I just found someone who has a complete Mill-Route including the paperwork on Craigslist.

Mill-Route wood carving system

For anyone who has tried to find this documentation it is impossible.

If you live in the Seattle-Tacoma area would you be so kind to see if you can retrieve this documentation and post it somewhere before the unit is sold. I sent both an email and phone message but if this is a layperson who happen to get their hands on one of these I'm not sure they would know how to post. I live in Florida so there's not much chance I can get to the person who has this.

Or send it to me and I'll post it. I don't know if there's a library here for such docs but usually I post to Vintage Machinery when I find old paperwork. There's plenty of these Mill-Routes around but no one has any documentation for it. 

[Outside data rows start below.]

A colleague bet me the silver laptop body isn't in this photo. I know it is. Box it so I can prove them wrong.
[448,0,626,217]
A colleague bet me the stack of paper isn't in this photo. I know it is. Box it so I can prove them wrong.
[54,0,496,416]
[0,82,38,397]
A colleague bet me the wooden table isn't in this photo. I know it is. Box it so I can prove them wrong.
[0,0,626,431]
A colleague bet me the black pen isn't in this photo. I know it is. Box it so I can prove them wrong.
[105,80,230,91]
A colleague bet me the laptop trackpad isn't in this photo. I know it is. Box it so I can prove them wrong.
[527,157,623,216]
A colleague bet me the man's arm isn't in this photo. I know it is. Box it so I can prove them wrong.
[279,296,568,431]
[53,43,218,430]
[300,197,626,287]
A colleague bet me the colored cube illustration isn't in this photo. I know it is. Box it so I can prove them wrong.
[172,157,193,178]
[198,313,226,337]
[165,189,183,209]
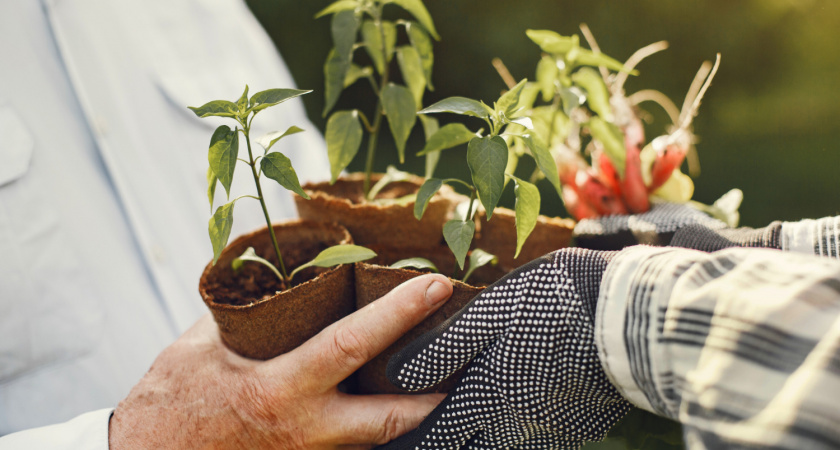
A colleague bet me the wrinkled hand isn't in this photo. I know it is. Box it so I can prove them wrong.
[385,248,629,449]
[109,275,452,449]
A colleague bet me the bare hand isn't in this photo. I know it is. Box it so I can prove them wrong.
[109,275,452,449]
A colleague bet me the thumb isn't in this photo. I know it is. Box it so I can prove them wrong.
[323,394,446,445]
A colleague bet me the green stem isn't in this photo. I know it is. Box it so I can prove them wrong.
[364,5,389,197]
[465,188,476,220]
[244,128,291,285]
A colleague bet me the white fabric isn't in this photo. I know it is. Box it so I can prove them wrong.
[782,216,840,259]
[0,0,329,440]
[0,408,114,450]
[596,247,840,450]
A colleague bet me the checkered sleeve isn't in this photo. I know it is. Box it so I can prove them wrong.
[595,246,840,449]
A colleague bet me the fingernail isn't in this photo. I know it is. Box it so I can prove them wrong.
[426,281,449,306]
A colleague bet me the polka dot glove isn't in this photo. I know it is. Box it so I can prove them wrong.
[384,248,629,449]
[575,203,726,250]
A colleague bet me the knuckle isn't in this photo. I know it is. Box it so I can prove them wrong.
[376,407,406,444]
[331,327,371,367]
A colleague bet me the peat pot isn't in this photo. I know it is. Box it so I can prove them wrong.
[198,220,355,359]
[356,246,497,394]
[295,173,466,247]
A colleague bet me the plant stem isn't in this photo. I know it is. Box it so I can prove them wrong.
[464,188,476,220]
[244,128,291,287]
[364,5,389,198]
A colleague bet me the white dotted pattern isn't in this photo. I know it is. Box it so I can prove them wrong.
[389,249,629,449]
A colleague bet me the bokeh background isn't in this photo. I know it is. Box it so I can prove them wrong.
[248,0,840,226]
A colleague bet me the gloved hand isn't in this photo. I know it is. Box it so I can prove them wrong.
[383,248,630,449]
[575,203,727,250]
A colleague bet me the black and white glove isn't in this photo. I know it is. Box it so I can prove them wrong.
[384,248,630,449]
[574,203,727,250]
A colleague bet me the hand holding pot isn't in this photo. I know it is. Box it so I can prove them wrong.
[109,275,452,449]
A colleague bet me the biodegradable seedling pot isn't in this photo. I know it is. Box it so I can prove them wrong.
[295,173,466,248]
[473,208,575,271]
[198,220,355,359]
[356,247,496,394]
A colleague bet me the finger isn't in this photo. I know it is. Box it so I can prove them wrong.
[322,394,446,445]
[387,254,554,391]
[284,275,452,390]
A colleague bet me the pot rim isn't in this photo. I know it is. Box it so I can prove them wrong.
[198,219,353,311]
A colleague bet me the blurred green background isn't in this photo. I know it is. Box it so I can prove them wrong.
[248,0,840,226]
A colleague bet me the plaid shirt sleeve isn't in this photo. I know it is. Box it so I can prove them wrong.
[595,245,840,449]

This is an incredible opportunity to get old documentation for the entire woodworking community both internally and externally.

Thanks 
Victor


----------



## rwl7532 (Sep 8, 2011)

Craigslist posting has come down.
Hopefully the guy has gotten in touch with you.


----------



## Harry Hill (Sep 8, 2011)

*Mill-Route Carving System*

I want to thank Victor for his notification on this offer. I am the person that purchased the Mill-Route Carving System package from the fine individual doing the selling. I have yet to look through all the information in the box since it has only been an hour since getting home from the drive to Gig Harbor. It appears the contens of the box has never been used/opened (installation hardware still in original sealed packaging and all bearings show no use). I will scan what information I find in the box and I will attempt to post it here. I will let you know if I am having problems uploading the information here. I will work at getting all the information posted here today. Thanks again. My email is [email protected]


----------



## Harry Hill (Sep 8, 2011)

*Mill-Route Carving System*

Here are scanned copies of both the Mill-Route Carving System Flyer and the Mill-Route Carving System Owners Manual in PDF format. I hope this helps other owners.

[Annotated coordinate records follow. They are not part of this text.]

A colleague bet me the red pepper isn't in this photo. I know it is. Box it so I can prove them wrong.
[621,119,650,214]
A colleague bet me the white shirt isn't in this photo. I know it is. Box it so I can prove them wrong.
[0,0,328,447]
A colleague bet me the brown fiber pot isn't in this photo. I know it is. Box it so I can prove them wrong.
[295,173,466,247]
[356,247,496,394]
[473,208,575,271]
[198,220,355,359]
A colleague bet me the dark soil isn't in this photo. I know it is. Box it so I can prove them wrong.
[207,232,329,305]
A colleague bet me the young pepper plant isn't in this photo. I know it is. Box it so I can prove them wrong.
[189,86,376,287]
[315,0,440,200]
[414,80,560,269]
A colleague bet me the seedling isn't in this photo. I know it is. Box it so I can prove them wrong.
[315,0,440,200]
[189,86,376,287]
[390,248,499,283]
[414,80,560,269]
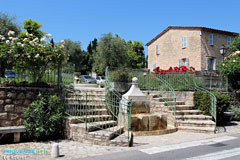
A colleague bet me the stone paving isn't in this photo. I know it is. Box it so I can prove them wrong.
[0,122,240,160]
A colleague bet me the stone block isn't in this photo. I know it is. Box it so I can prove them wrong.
[131,101,150,114]
[14,118,24,126]
[0,113,7,120]
[0,91,7,99]
[131,115,149,131]
[5,104,14,112]
[13,99,23,105]
[15,106,24,113]
[149,115,161,131]
[23,99,32,107]
[5,99,12,104]
[7,92,17,98]
[26,92,36,99]
[8,113,18,121]
[17,92,26,99]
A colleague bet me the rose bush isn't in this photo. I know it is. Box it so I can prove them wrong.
[153,66,198,75]
[0,19,65,82]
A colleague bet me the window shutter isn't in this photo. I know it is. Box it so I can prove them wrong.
[156,45,160,55]
[178,59,182,67]
[208,33,214,46]
[212,34,214,45]
[185,58,189,68]
[153,63,157,70]
[227,36,232,45]
[182,37,187,48]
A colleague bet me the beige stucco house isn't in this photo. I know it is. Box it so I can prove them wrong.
[146,26,237,70]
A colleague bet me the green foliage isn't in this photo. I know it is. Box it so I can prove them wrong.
[109,68,132,82]
[230,105,240,121]
[93,33,129,74]
[213,92,230,123]
[23,18,44,38]
[0,19,65,82]
[193,91,210,115]
[218,54,240,90]
[0,12,20,77]
[127,40,145,69]
[193,91,230,124]
[0,12,20,37]
[24,95,64,140]
[63,39,90,74]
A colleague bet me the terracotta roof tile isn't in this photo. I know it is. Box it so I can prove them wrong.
[146,26,238,46]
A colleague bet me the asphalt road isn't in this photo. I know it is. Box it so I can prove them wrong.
[78,134,240,160]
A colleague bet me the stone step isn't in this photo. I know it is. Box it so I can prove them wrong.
[66,108,108,116]
[178,126,215,134]
[169,110,202,115]
[154,101,185,106]
[111,132,130,147]
[176,115,212,120]
[74,83,98,88]
[168,105,194,110]
[67,115,112,124]
[177,120,216,127]
[65,97,105,104]
[88,126,124,140]
[70,120,117,132]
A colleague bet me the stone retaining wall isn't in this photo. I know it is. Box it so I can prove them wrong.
[0,87,57,127]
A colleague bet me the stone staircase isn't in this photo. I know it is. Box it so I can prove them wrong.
[65,84,128,146]
[145,92,216,133]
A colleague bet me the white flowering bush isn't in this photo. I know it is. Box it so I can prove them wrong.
[0,20,65,82]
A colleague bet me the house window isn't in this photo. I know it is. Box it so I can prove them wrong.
[156,45,160,55]
[208,33,214,46]
[153,63,157,70]
[227,36,232,45]
[207,57,218,70]
[182,37,187,48]
[178,58,189,68]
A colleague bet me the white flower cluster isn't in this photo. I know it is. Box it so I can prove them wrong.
[0,35,6,41]
[8,31,15,37]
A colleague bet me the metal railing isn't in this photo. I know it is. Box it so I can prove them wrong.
[105,67,131,143]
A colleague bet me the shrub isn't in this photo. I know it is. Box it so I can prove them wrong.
[193,91,230,124]
[24,95,64,140]
[213,92,230,124]
[229,105,240,121]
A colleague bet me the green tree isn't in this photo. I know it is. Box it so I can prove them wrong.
[93,33,128,74]
[0,12,20,77]
[87,38,97,72]
[127,40,145,69]
[64,39,89,74]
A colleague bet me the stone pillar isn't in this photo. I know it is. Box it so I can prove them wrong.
[119,77,150,114]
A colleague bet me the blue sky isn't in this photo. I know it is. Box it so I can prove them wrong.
[0,0,240,54]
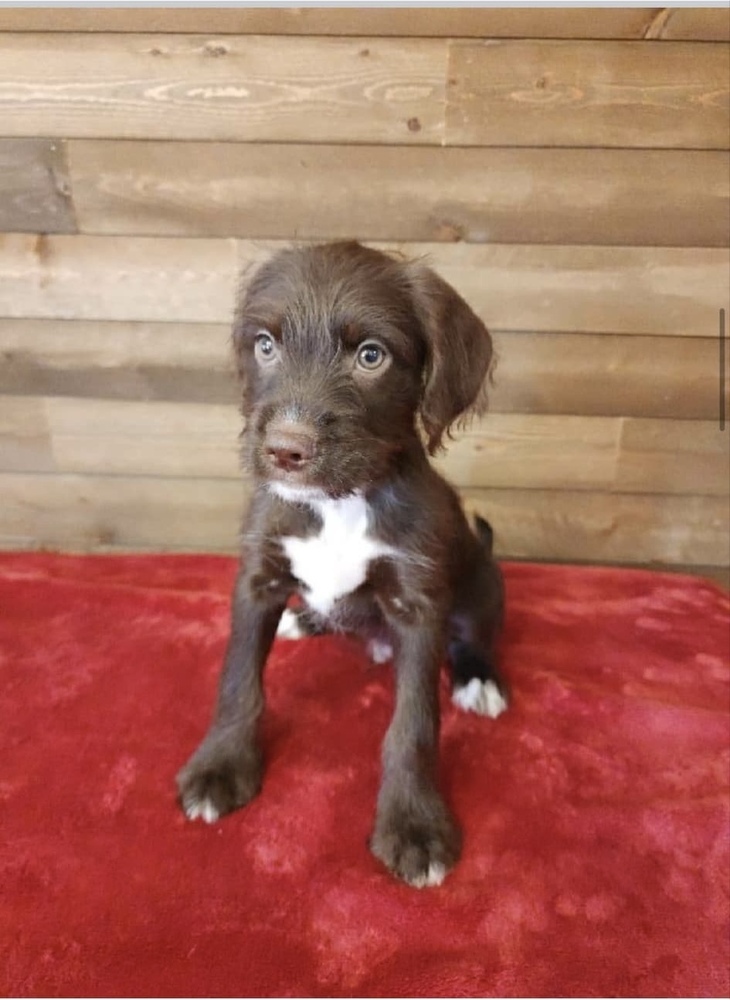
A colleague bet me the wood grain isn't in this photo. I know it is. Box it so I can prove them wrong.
[446,40,730,149]
[436,414,730,496]
[68,140,730,246]
[0,34,446,144]
[0,319,718,420]
[0,397,730,496]
[661,5,730,42]
[0,235,730,338]
[465,490,730,566]
[0,235,236,323]
[0,396,55,474]
[0,473,728,566]
[0,139,76,233]
[0,319,238,403]
[0,6,664,39]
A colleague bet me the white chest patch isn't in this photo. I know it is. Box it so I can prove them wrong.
[281,496,394,615]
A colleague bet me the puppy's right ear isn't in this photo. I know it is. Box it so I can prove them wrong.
[231,298,253,416]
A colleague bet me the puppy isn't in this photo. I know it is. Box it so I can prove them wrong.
[178,243,506,887]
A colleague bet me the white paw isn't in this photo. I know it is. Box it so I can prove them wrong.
[276,608,307,639]
[409,861,446,889]
[451,677,507,719]
[367,639,393,663]
[185,799,220,823]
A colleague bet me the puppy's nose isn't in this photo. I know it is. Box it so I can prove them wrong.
[266,424,317,472]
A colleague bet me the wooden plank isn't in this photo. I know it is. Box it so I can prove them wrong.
[0,236,730,338]
[7,397,716,496]
[0,235,236,323]
[0,319,718,420]
[464,490,730,566]
[0,34,446,144]
[0,473,246,552]
[446,41,730,149]
[0,139,76,233]
[660,5,730,42]
[0,396,54,472]
[69,140,730,246]
[436,414,730,496]
[490,333,718,421]
[616,420,730,496]
[0,473,729,566]
[0,5,664,38]
[45,398,241,479]
[0,319,238,403]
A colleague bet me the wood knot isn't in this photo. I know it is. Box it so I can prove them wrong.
[203,42,228,58]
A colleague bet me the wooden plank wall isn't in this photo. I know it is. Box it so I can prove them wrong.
[0,7,730,580]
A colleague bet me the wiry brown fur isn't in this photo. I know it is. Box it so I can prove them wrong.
[178,243,502,885]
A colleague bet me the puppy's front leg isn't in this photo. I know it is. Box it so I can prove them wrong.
[370,621,461,888]
[177,571,286,823]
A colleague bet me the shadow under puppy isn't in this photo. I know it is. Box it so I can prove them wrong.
[177,243,506,887]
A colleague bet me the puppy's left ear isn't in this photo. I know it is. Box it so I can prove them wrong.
[411,265,492,455]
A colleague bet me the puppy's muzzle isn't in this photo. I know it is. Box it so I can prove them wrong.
[264,421,317,472]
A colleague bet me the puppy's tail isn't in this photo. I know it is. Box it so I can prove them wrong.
[474,514,494,559]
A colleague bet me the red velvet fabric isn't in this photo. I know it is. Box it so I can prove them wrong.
[0,555,730,997]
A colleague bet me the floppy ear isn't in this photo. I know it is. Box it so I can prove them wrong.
[411,265,492,455]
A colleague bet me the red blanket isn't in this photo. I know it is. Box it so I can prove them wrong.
[0,555,730,997]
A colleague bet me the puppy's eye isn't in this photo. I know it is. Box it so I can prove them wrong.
[254,330,279,365]
[357,340,388,372]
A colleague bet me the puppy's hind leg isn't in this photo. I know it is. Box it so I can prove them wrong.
[448,518,509,719]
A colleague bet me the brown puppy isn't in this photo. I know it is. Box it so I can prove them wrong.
[178,243,506,886]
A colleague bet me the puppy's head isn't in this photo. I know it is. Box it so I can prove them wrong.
[234,243,492,497]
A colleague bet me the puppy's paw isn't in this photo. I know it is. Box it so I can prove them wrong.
[177,738,262,823]
[370,802,461,889]
[451,677,508,719]
[276,608,309,639]
[367,639,393,663]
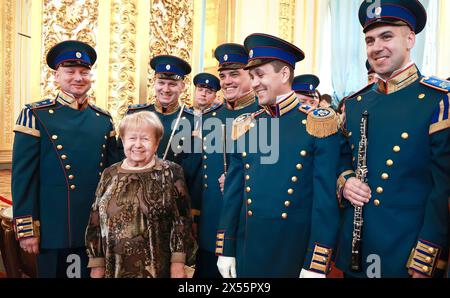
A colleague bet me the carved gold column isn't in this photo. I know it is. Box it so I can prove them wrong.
[278,0,295,42]
[0,0,15,163]
[41,0,99,100]
[148,0,194,101]
[108,0,138,124]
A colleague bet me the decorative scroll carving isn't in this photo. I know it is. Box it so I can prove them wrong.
[41,0,99,100]
[148,0,194,101]
[108,0,138,126]
[278,0,295,42]
[0,0,15,150]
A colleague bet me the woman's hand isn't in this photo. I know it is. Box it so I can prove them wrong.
[91,267,105,278]
[170,263,187,278]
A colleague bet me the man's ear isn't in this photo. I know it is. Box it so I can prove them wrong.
[407,30,416,51]
[280,66,291,84]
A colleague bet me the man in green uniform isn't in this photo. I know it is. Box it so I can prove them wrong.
[193,43,258,278]
[216,34,339,278]
[336,0,450,277]
[12,41,117,277]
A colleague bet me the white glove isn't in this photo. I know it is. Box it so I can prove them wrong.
[299,269,327,278]
[217,256,236,278]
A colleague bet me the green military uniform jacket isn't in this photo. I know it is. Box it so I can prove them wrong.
[186,91,258,253]
[336,65,450,277]
[216,93,339,278]
[12,92,117,249]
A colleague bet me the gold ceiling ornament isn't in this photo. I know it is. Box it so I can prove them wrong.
[148,0,194,102]
[41,0,99,101]
[108,0,139,128]
[278,0,295,43]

I hope this upload works. I would appreciate it if those people that are familiar with file uploads could move copies of the attached PDF files for the Flyer and Owner's Manual to the forum section that is used to store Owner's manuals. I do not feel I have enough experience to do such a upload as yet. I am not even sure this upload is going to work.

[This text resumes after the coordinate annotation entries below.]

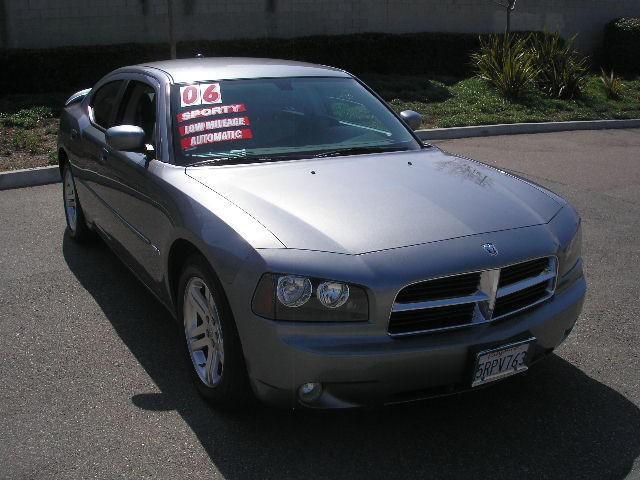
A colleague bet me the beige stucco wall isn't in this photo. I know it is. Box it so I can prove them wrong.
[0,0,640,50]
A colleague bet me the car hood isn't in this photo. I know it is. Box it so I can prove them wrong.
[186,148,562,254]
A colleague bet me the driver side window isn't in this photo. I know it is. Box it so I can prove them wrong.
[91,80,123,130]
[117,80,156,149]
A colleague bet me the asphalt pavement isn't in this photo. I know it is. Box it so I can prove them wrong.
[0,130,640,480]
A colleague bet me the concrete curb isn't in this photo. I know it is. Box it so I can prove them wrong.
[0,165,61,190]
[416,119,640,140]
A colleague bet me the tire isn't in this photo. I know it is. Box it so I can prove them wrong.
[62,162,95,243]
[177,255,253,410]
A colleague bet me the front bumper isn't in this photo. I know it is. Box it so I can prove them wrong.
[244,274,586,408]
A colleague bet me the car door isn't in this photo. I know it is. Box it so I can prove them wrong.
[97,74,172,292]
[74,76,126,236]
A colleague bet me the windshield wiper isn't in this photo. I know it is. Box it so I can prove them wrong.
[314,147,407,158]
[185,157,251,167]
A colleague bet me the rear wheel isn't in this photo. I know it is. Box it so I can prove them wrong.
[62,162,93,242]
[178,255,252,409]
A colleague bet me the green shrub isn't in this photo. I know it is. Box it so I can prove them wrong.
[600,68,624,100]
[603,17,640,73]
[472,35,538,97]
[24,132,40,154]
[0,106,52,128]
[530,33,589,99]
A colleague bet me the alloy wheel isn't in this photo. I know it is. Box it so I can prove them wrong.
[183,277,224,387]
[63,168,78,232]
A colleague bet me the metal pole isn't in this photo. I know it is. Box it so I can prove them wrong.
[167,0,177,59]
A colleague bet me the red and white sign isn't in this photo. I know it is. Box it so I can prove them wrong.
[180,83,222,107]
[178,117,251,137]
[180,128,253,150]
[178,103,247,122]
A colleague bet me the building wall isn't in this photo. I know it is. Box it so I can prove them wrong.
[0,0,640,50]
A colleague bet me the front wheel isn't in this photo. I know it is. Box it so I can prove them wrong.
[62,162,93,242]
[178,256,252,409]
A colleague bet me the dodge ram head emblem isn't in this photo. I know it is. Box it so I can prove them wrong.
[482,243,498,257]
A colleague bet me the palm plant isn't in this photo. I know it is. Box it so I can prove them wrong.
[472,35,538,97]
[530,33,589,99]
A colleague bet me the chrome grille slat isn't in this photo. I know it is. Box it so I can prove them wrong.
[388,257,558,336]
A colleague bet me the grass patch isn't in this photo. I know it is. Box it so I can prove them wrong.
[0,101,58,171]
[363,75,640,128]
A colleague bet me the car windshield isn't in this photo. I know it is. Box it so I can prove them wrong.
[171,77,421,165]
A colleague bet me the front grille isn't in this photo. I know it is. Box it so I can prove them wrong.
[493,282,549,318]
[498,258,549,288]
[388,257,558,336]
[389,303,475,335]
[396,272,480,303]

Again, thank you Victor very much for your notification to the Forum allowing me the opportunity to make this purchase. This whole tool package is complete and has never been used/unpackaged.

Harry


----------



## Harry Hill (Sep 8, 2011)

I uploaded the Mill-Route Carving System Owner's Manual to the manual location (at least I hope it was the correct location here on the Forum).


----------



## jw2170 (Jan 24, 2008)

Thanks Harry. that type of information is gold to a wood worker...


----------



## rwl7532 (Sep 8, 2011)

Harry, what's your location? Seattle-Tacoma area?
I'm in Everett.


----------



## rwl7532 (Sep 8, 2011)

rwl7532 said:


> Harry, what's your location? Seattle-Tacoma area?
> I'm in Everett.


I see in your profile you are in Covington.


----------